By Stephen D. Bowling
Working at a sawmill can be dangerous. Over the years, hundreds and maybe thousands of men have been injured and killed while turning timber into lumber in Breathitt County. The stories of their struggles and an occasional death are largely forgotten.
Historians often focus on the big corporations and the men who led the businesses. We research and analyze the success or failure of companies and their impact on our history. Much too often, we forget to write about the individual who cut the trees, who floated them to the mills, who pulled them from the river, who actually sawed them, and the men who stacked and restacked them before the train hauled the processed wood to market.

The work was dangerous, with moving machinery and unpredictable logs shifting and rolling around. The exact number of men who were injured and killed is unknown. One tragic experience of one man who worked for the Mowbray & Robinson Lumber Company at Quicksand was detailed in The Jackson Times, June 2, 1911, page 6
Met An Awful Death Having just entered the employ of Mowbray & Robinson at Quicksand the day previous, George W. Phurrough, whose home was in Arkansas, was killed on the instant while repairing a belt in the mill, of which he was foreman, May 25. He became entangled in the belt and was whirled to his death. Phurrough leaves a family. His body was returned to his Arkansas home for interment.

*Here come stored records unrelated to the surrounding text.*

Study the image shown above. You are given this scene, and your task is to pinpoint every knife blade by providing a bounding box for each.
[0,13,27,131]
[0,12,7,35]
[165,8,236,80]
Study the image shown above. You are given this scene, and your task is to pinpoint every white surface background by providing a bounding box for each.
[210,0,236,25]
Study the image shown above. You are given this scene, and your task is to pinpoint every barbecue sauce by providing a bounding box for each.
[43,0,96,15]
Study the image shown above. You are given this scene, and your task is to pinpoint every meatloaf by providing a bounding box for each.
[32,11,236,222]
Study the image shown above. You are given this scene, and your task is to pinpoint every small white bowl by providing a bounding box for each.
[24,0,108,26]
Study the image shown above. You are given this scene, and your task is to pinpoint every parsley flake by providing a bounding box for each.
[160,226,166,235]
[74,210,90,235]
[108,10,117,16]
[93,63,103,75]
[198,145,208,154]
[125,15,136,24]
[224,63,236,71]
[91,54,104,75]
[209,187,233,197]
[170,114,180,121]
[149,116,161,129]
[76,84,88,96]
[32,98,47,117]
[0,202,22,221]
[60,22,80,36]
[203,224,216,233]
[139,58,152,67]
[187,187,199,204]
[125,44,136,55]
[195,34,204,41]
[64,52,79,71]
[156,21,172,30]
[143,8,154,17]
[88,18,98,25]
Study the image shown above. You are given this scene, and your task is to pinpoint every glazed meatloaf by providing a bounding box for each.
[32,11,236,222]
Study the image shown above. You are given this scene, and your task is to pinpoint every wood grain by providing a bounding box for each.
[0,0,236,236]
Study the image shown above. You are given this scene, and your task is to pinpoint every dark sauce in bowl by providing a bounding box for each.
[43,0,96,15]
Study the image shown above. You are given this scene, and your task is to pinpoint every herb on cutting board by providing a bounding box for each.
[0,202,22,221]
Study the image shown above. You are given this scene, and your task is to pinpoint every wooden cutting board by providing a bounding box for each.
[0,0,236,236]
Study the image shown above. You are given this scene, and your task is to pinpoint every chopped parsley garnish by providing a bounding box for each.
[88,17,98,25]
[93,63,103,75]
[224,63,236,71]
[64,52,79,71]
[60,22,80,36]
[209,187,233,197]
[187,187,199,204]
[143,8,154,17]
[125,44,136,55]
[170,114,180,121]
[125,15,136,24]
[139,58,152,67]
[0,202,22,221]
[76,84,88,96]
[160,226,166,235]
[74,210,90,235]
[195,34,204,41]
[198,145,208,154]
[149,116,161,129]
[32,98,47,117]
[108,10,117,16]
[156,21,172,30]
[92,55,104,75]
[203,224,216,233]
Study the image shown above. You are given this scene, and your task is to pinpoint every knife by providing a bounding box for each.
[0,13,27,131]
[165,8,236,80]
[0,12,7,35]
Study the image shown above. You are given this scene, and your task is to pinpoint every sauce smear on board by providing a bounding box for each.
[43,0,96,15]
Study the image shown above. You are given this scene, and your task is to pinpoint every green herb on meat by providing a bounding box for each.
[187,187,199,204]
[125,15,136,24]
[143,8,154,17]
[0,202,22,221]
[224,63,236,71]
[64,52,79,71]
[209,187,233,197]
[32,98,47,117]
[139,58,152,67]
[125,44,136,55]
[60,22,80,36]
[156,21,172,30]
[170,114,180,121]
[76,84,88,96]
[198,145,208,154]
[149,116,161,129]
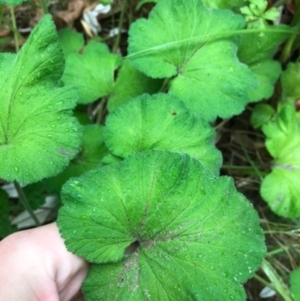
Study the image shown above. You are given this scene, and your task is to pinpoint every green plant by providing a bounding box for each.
[0,0,294,300]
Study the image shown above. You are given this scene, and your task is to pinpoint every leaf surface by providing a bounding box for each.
[105,94,222,174]
[129,0,256,121]
[280,63,300,102]
[107,59,162,111]
[0,15,81,184]
[58,151,265,301]
[58,27,84,56]
[238,25,289,101]
[44,124,108,193]
[0,188,16,239]
[62,41,121,104]
[260,105,300,218]
[290,268,300,301]
[0,0,26,5]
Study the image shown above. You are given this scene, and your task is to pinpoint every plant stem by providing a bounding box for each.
[14,181,41,226]
[40,0,48,14]
[9,5,20,52]
[261,259,293,301]
[112,1,127,53]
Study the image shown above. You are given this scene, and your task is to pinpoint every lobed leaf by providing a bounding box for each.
[105,94,222,175]
[107,59,162,111]
[128,0,256,121]
[58,151,265,301]
[0,15,81,184]
[45,124,108,193]
[238,25,289,101]
[62,41,121,104]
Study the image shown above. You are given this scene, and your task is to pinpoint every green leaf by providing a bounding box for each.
[23,181,50,210]
[240,0,279,28]
[0,15,81,184]
[238,25,289,101]
[260,105,300,218]
[260,166,300,218]
[105,94,222,174]
[45,124,108,193]
[250,104,275,129]
[0,0,27,5]
[280,63,300,102]
[107,59,162,111]
[58,151,265,301]
[128,0,256,121]
[203,0,245,9]
[58,27,84,56]
[290,268,300,301]
[249,60,281,102]
[62,41,121,104]
[0,188,16,239]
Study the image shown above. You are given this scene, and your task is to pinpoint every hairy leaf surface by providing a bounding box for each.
[260,105,300,218]
[0,15,80,183]
[280,63,300,102]
[0,188,16,239]
[105,94,221,174]
[45,124,108,193]
[58,27,84,56]
[58,151,265,301]
[129,0,256,121]
[0,0,26,5]
[238,25,289,101]
[290,267,300,301]
[107,59,162,111]
[62,41,121,104]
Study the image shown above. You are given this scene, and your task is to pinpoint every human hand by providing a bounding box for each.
[0,223,88,301]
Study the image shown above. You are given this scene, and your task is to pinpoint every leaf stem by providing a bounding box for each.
[112,1,127,53]
[14,181,41,226]
[9,5,20,52]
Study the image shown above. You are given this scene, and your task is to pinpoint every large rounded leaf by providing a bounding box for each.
[0,15,80,183]
[58,151,265,301]
[128,0,256,121]
[105,94,222,174]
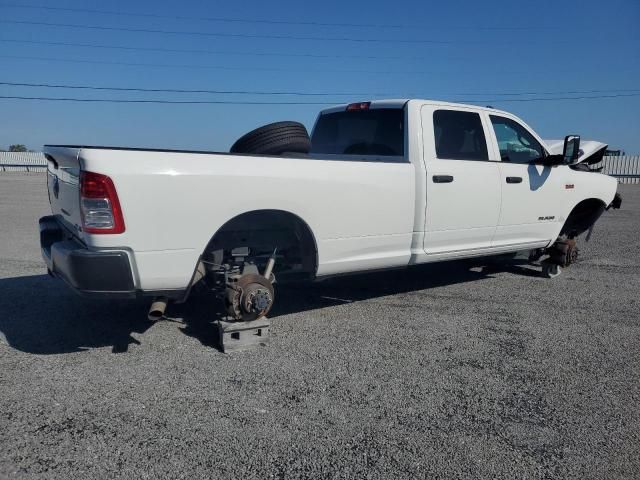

George Washington Phurrough was the son of Daniel M. and Lucy (Eads) Phurrough. He was born in July 1867 in the town of Claiborne, the county seat of Ouachita Parrish, Louisiana. On January 18, 1893, Phurrough married Cernia Lee (1872-1933) in a ceremony in Lincoln County, Louisiana.
He moved his bride to Grant County, Louisiana, where he was employed as a millhand. By 1910, his family had grown with the addition of five children living in Bradley County, Arkansas. How he got to Breathitt County is unknown, but somehow he found employment at Quicksand.

When the Mowbray & Robinson Lumber mills opened, the call went out for workers, and thousands came seeking a better life. The draw of good pay and virgin timberland brought many workers from across the country and many immigrants to the banks of the North Fork and its tributaries. A very diverse community developed at Quicksand that included numerous minorities and followers of various religious beliefs.
His body was taken back to Arkansas and buried with his family. His wife remarried a man maned William T. Wilson (1870-1938). Cerina Lee Phurrough is buried in the McGehee Cemetery in the town of McGhee in Desha County, Arkansas. George’s grave is most likely not marked.
George Phurrough was not the only worker to die in an accident at Quicksand. Stories of severed fingers, shattered ribs, and mangled bodies appeared in the local papers. Many are buried in the small cemetery behind the Dunn Cemetery and the Miles Back Cemetery, high on the hill overlooking the village of Quicksand. Most are unmarked and are known but to God.